Il est dom­mage que l’auteur n’ait pas inséré un index des noms cités. Je pense qu’on en ren­con­tre plusieurs cen­taines et non des moin­dres. Vous crois­erez Clemenceau et André Siegfried, Theodore Roo­sevelt et le Prési­dent de la République de Colom­bie – et com­bi­en d’autres à pro­pos de Panama !

Vous ren­con­tr­erez Fran­cis Bouygues à pro­pos d’Eurotunnel, à qui l’auteur voue man­i­feste­ment une très grande admi­ra­tion – méritée – et dont il regrette qu’il n’ait pas voulu s’imposer au com­man­de­ment du Tun­nel de A à Z. Mais il manque un nom et je tiens à le rétablir : c’est celui de Pierre Math­eron, directeur de la total­ité des travaux du côté français tant sous-marins qu’en sur­face, à qui l’on doit incon­testable­ment la pleine réus­site du chantier de génie civ­il et en par­ti­c­uli­er celle, dans les délais, du for­age de la par­tie française des tunnels.

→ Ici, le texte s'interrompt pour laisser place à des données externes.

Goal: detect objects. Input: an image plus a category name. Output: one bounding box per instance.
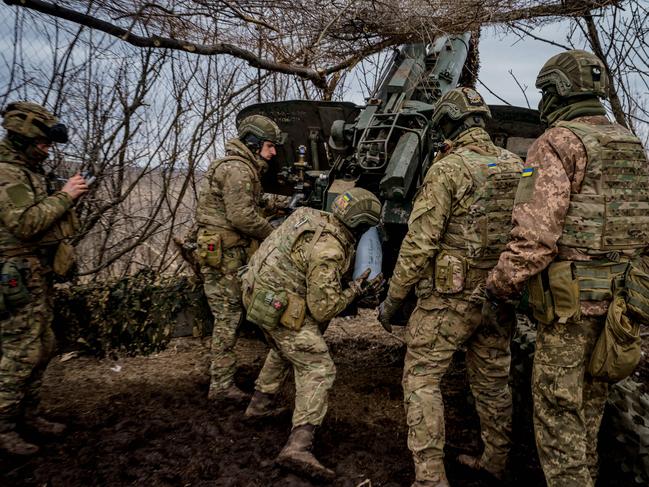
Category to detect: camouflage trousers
[201,247,248,390]
[255,317,336,427]
[532,316,608,487]
[0,265,56,432]
[403,295,515,481]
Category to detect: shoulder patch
[5,183,34,207]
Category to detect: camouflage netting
[53,269,212,355]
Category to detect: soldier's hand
[358,273,385,308]
[349,268,370,297]
[379,296,403,333]
[61,173,88,200]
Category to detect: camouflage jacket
[243,207,354,323]
[196,139,273,246]
[388,128,522,299]
[0,139,76,257]
[487,115,644,315]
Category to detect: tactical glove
[358,273,385,308]
[379,296,403,333]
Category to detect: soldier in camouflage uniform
[196,115,282,400]
[243,188,383,478]
[0,102,88,455]
[487,50,649,487]
[379,88,522,487]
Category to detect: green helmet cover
[237,115,284,145]
[536,49,608,98]
[2,101,68,143]
[431,87,491,126]
[331,188,381,228]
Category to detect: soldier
[379,88,522,487]
[487,50,649,487]
[243,188,383,479]
[196,115,282,401]
[0,102,88,455]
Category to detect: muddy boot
[24,416,67,436]
[244,391,286,419]
[0,431,38,455]
[457,455,505,480]
[276,424,336,480]
[411,473,450,487]
[207,384,250,403]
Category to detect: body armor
[243,207,354,302]
[441,148,523,268]
[557,122,649,255]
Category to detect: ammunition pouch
[528,261,629,324]
[246,289,288,330]
[624,255,649,324]
[279,292,306,331]
[196,229,223,269]
[588,294,642,382]
[0,260,32,312]
[435,251,467,294]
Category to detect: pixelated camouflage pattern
[532,317,608,487]
[0,258,56,432]
[243,208,355,426]
[487,116,610,302]
[0,139,76,264]
[403,297,516,480]
[196,139,273,246]
[201,246,248,390]
[243,207,355,322]
[389,127,521,299]
[389,128,522,481]
[255,317,336,427]
[0,139,72,429]
[196,139,273,390]
[557,121,649,255]
[487,116,644,486]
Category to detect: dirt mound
[0,314,644,487]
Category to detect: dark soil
[0,316,644,487]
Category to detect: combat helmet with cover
[431,87,491,140]
[237,115,283,145]
[2,101,68,143]
[331,188,381,230]
[431,87,491,126]
[536,49,608,98]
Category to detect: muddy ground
[0,314,644,487]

Mon analyse met en valeur les points qui m’ont per­son­nelle­ment le plus intéressé. Mais, je le répète, vous trou­verez dans le livre de Guy Far­gette une étude par­ti­c­ulière­ment détail­lée et doc­u­men­tée de tous les aspects de ces deux réal­i­sa­tions et tout par­ti­c­ulière­ment, out­re l’aspect tech­nique, des aspects poli­tique, admin­is­tratif et financier.

Si, en con­clu­sion, le canal de Pana­ma, âgé aujourd’hui de 80 ans, ne fait plus par­ler de lui depuis longtemps, son util­ité ayant été recon­nue et son util­i­sa­tion passée avec plein suc­cès “ dans les moeurs ” – mais la con­ces­sion se ter­mine dans quelques années et son renou­velle­ment don­nera peut-être lieu à quelques dif­fi­cultés – le tun­nel sous la Manche vient seule­ment d’atteindre avec peine l’âge de rai­son. Il est de plus en plus utile et util­isé, mais son équili­bre financier est encore en sus­pens. Guy Far­gette ter­mine cepen­dant sur une note d’optimisme : l’avenir d’Eurotunnel et de ses action­naires n’est peut-être pas aus­si som­bre qu’on pour­rait le crain­dre. Il faut savoir être patient et d’abord se réjouir de voir la Grande-Bre­tagne enfin ancrée à l’Europe qui donc, main­tenant, n’est plus “ isolée ”.